As I walked into the 300 yards of "no man's land" between the two countries' border posts, the crowd moved back to clear a path. Some women were chanting a welcome, but mostly there were confused murmurs, uncertain smiles, and nervous laughter as the Mozambicans sized up their first visitor from across the border.
Finally, a stocky man yelled out in English, "So how are you?"
"I'm just fine," I answered, "and how are you?"
"I am fine, too," came his reply, and with that the crowd broke into laughter and cheering.
It was an exhilarating moment, heightened all the more by hours of doubt that it would ever take place.
The historic reopening of Rhodesia's links with black Africa had been preceded by a sort of comedy of errors. The event was to have taken place at 8: 00 a.m. on Saturday, Jan. 12. But the Mozambicans, at that hour, were still clearing off vines that had overgrown the entry gate on their side.
The work proceeded fitfully, the laborers made jittery by the noise the Rhodesians made as they completed an unfinished task: the clearing of a mine field on their side of the border.
It quickly developed that the Mozambicans and Rhodesians had markedly different ideas on the proper way to open a border.
The Mozambicans marched out a delegation to the makeshift wire-mesh barrier separating the two counties, only to stand in embarrassed silence as land mines went off. They had forgotten to warn the Rhodesians of their approach. By the time Rhodesian officials hustled out to met them, the Mozambicans had returned to their side.
When representatives of the two sides did synchronize their appearances, the relative importance they attached to the occasion became embarrassingly clear.
Mozambique's senior immigration officer, Henriques Madebe, was decked out in full ceremonial regalia, with gold braid spilling off his shoulder and a medallion gleaming from his visored cap. His Rhodesian counterpart, burly Cedric Oelofse, wore rumpled white shorts and shirt.
The Mozambicans had expected a ceremonial opening -- which was news to the Rhodesians. In fact, the Mozambicans were delaying the opening for the arrival of a high government official -- a provincial governor. He finally arrived, some two hours late, but left in a huff when he found there was no similarly high-ranking official present on the Rhodesian side.
Finally, at 11:22 a.m. -- some three hours behind schedule -- the Mozambicans pulled down the fence and Rhodesia's isolation from black Africa was at an end.
I walked into the Mozambican immigration office at Machipanda, determined to get a Mozambican entry stamp in my passport to mark the occasion.

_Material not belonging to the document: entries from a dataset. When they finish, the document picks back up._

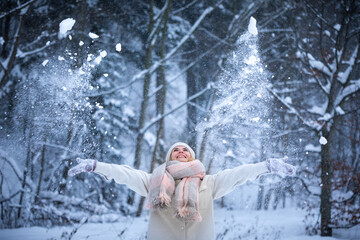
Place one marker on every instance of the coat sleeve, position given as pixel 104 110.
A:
pixel 136 180
pixel 227 180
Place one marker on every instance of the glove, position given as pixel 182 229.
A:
pixel 84 165
pixel 278 165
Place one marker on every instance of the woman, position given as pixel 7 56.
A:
pixel 178 191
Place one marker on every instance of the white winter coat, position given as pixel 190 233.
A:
pixel 163 224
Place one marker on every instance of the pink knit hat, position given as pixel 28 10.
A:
pixel 179 144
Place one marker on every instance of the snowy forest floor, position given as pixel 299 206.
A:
pixel 229 224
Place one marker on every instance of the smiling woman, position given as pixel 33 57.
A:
pixel 181 153
pixel 179 193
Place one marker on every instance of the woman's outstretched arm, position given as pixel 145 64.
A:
pixel 227 180
pixel 136 180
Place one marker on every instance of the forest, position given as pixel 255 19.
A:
pixel 121 81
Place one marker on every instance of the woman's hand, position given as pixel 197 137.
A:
pixel 84 165
pixel 278 165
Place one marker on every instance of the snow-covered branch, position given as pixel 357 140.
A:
pixel 158 118
pixel 12 11
pixel 22 54
pixel 169 55
pixel 310 124
pixel 12 163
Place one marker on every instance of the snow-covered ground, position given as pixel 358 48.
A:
pixel 235 224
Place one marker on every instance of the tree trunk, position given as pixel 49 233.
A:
pixel 144 103
pixel 160 101
pixel 42 166
pixel 326 176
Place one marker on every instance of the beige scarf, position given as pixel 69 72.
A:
pixel 162 188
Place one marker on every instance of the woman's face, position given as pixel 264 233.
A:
pixel 180 153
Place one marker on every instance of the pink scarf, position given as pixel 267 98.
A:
pixel 162 188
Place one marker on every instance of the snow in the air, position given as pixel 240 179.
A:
pixel 65 26
pixel 93 35
pixel 322 140
pixel 118 47
pixel 252 26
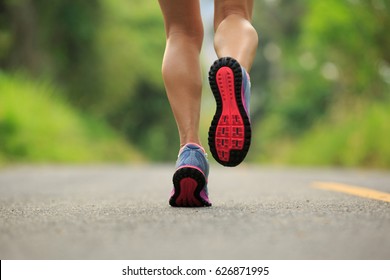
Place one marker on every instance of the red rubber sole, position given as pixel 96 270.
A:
pixel 188 183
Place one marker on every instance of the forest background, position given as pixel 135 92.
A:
pixel 80 82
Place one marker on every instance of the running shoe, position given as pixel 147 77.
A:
pixel 230 130
pixel 190 178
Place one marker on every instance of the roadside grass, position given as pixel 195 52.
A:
pixel 37 125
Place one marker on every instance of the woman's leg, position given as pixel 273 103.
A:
pixel 181 66
pixel 234 34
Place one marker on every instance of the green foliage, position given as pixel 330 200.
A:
pixel 360 139
pixel 37 125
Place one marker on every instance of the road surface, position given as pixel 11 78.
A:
pixel 122 212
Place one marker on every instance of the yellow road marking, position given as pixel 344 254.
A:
pixel 353 190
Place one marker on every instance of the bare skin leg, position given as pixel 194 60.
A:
pixel 234 34
pixel 181 66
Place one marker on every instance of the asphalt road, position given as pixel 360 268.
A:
pixel 122 212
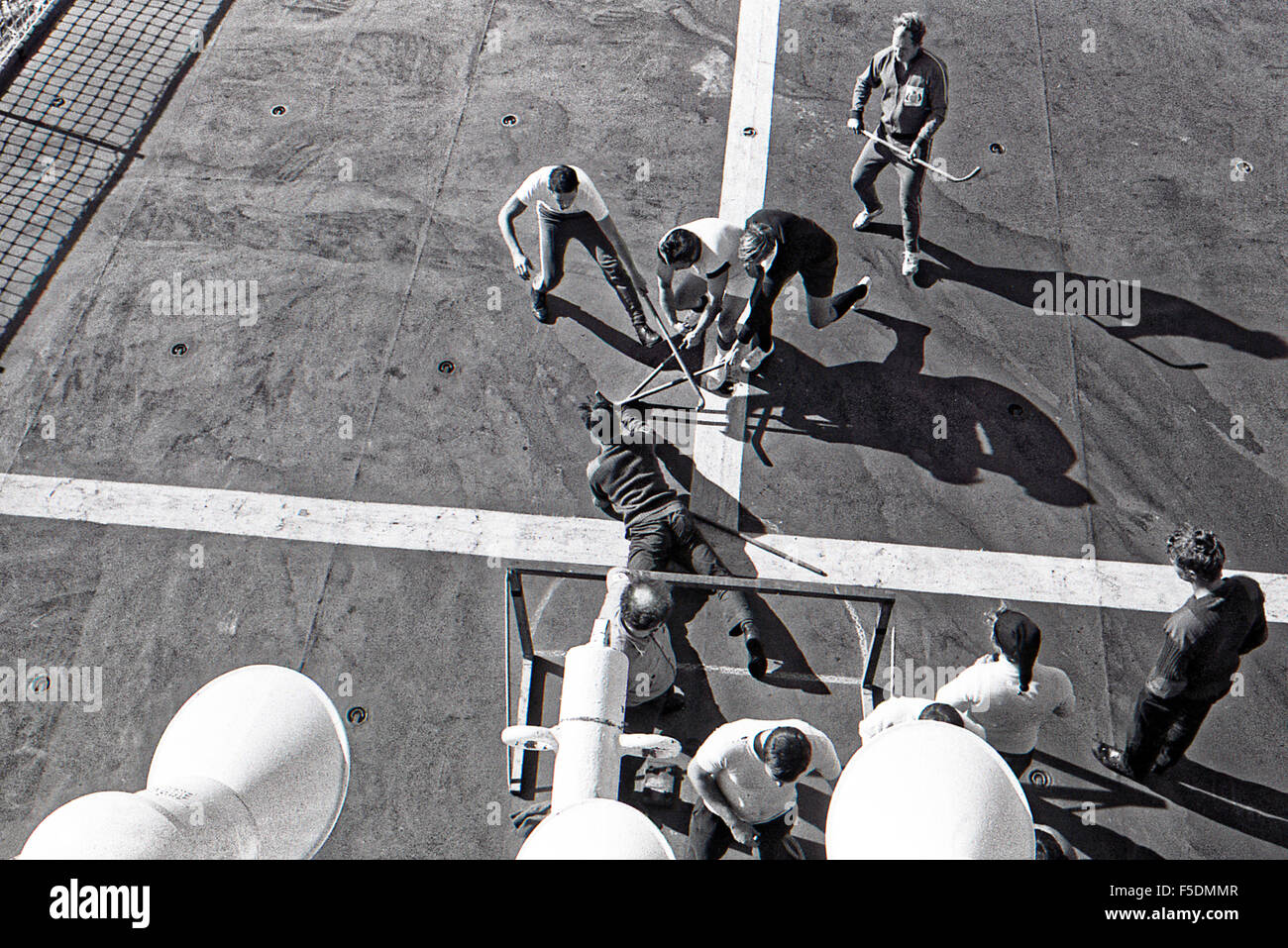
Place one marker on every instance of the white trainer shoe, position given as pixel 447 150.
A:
pixel 755 357
pixel 867 217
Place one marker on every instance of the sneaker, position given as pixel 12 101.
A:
pixel 539 307
pixel 756 662
pixel 1113 760
pixel 867 217
pixel 675 700
pixel 647 337
pixel 755 357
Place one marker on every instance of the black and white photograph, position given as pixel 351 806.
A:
pixel 502 430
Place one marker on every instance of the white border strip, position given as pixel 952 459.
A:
pixel 935 570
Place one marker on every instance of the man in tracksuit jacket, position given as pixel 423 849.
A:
pixel 913 103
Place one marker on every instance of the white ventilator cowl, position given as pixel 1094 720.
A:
pixel 927 790
pixel 254 766
pixel 596 830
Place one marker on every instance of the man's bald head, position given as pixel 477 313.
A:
pixel 645 604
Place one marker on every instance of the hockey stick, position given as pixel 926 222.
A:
pixel 907 156
pixel 758 544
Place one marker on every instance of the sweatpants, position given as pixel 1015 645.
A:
pixel 863 178
pixel 557 230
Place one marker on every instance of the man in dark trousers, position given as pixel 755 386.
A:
pixel 913 103
pixel 1224 620
pixel 774 248
pixel 570 207
pixel 627 484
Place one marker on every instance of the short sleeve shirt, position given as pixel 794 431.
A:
pixel 741 776
pixel 536 191
pixel 719 240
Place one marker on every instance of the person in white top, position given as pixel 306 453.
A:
pixel 905 710
pixel 1009 691
pixel 708 248
pixel 634 621
pixel 746 777
pixel 570 207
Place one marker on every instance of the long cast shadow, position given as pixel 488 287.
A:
pixel 952 427
pixel 1160 314
pixel 1243 805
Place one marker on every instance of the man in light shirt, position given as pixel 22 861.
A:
pixel 905 710
pixel 570 207
pixel 1009 691
pixel 707 248
pixel 632 620
pixel 746 777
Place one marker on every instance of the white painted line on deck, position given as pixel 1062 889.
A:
pixel 528 537
pixel 717 450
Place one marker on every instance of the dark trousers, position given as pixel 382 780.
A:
pixel 863 178
pixel 709 836
pixel 640 719
pixel 555 232
pixel 656 541
pixel 1163 729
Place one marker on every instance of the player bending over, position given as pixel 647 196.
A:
pixel 774 248
pixel 746 777
pixel 627 484
pixel 570 207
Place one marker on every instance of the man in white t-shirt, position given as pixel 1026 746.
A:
pixel 708 248
pixel 1009 691
pixel 906 710
pixel 634 621
pixel 570 207
pixel 746 777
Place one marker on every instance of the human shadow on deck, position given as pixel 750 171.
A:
pixel 1160 314
pixel 1243 805
pixel 954 427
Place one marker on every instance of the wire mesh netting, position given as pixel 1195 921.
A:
pixel 72 117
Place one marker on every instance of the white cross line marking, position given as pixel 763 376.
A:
pixel 795 678
pixel 535 539
pixel 717 451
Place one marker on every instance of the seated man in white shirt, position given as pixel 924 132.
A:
pixel 1009 691
pixel 905 710
pixel 746 777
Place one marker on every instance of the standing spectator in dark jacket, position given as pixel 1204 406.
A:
pixel 1224 620
pixel 627 484
pixel 913 103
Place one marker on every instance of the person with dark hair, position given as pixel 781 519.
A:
pixel 1009 691
pixel 905 710
pixel 913 104
pixel 708 248
pixel 774 248
pixel 570 207
pixel 632 620
pixel 745 776
pixel 627 483
pixel 1203 644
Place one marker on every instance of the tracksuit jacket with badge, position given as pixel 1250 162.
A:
pixel 909 106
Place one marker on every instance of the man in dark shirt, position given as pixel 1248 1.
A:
pixel 774 248
pixel 913 103
pixel 1224 620
pixel 627 484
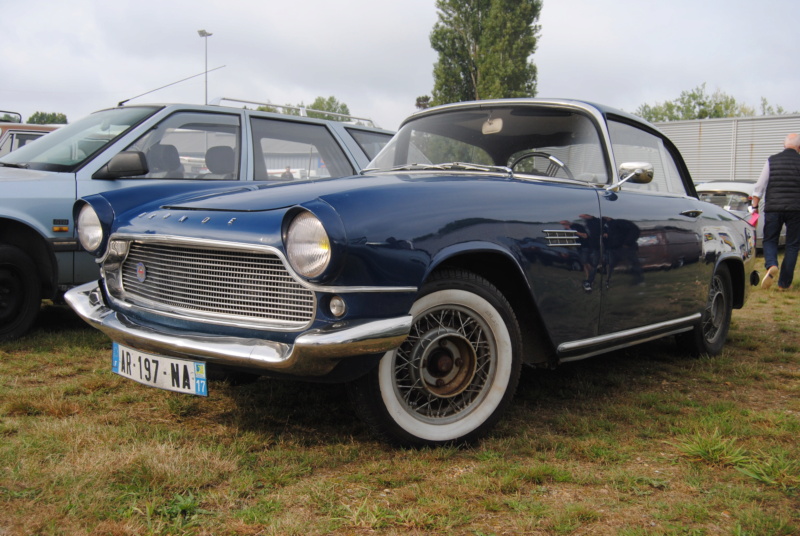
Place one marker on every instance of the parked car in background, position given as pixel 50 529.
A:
pixel 736 197
pixel 15 134
pixel 179 146
pixel 484 236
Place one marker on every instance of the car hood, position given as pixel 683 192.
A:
pixel 263 197
pixel 8 174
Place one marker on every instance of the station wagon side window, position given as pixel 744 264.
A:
pixel 370 142
pixel 632 144
pixel 289 150
pixel 192 145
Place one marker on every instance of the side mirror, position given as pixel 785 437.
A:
pixel 635 172
pixel 124 164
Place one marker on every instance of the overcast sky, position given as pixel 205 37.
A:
pixel 77 56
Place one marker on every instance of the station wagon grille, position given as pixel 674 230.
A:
pixel 252 286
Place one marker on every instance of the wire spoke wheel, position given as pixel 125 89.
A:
pixel 709 336
pixel 452 378
pixel 445 365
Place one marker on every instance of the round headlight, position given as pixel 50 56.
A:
pixel 307 245
pixel 90 232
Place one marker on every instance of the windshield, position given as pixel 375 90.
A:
pixel 67 148
pixel 534 140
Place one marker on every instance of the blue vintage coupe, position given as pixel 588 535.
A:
pixel 485 236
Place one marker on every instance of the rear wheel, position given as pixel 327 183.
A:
pixel 20 292
pixel 710 335
pixel 451 380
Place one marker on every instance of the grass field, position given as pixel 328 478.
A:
pixel 640 442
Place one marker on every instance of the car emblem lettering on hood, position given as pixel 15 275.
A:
pixel 141 272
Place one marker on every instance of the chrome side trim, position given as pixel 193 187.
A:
pixel 562 237
pixel 624 339
pixel 314 353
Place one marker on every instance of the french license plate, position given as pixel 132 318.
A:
pixel 163 372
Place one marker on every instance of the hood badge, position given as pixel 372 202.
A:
pixel 141 272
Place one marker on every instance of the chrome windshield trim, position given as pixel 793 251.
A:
pixel 239 246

But it was a futile effort: The Mozambican officials had all left their posts to join in the celebrating outside.
As I walked back toward Rhodesia, a group of young Mozambican girls shyly approached me. In halting English, they repeated a practiced greeting: "Good af-tuh- noon, good af-tuh-noon, good af-tuh- noon. . . ."
Guessing they were members of a Shona- speaking tribe, I returned the greeting in their own language. They roared their approval in cheers and whistles, and all the way back to the Rhodesian border I had a group of young escorts chattering away in both Shona and Portuguese (Mozambique's official language).
Their exact words were lost on me, but their smiles and laughter were enough to confirm the veracity of one of Mr. Madebe's earlier predictions.
Asked how white Rhodesians venturing into Mozambique would be treated, Mr. Madebe had said simply, "They will be welcomed."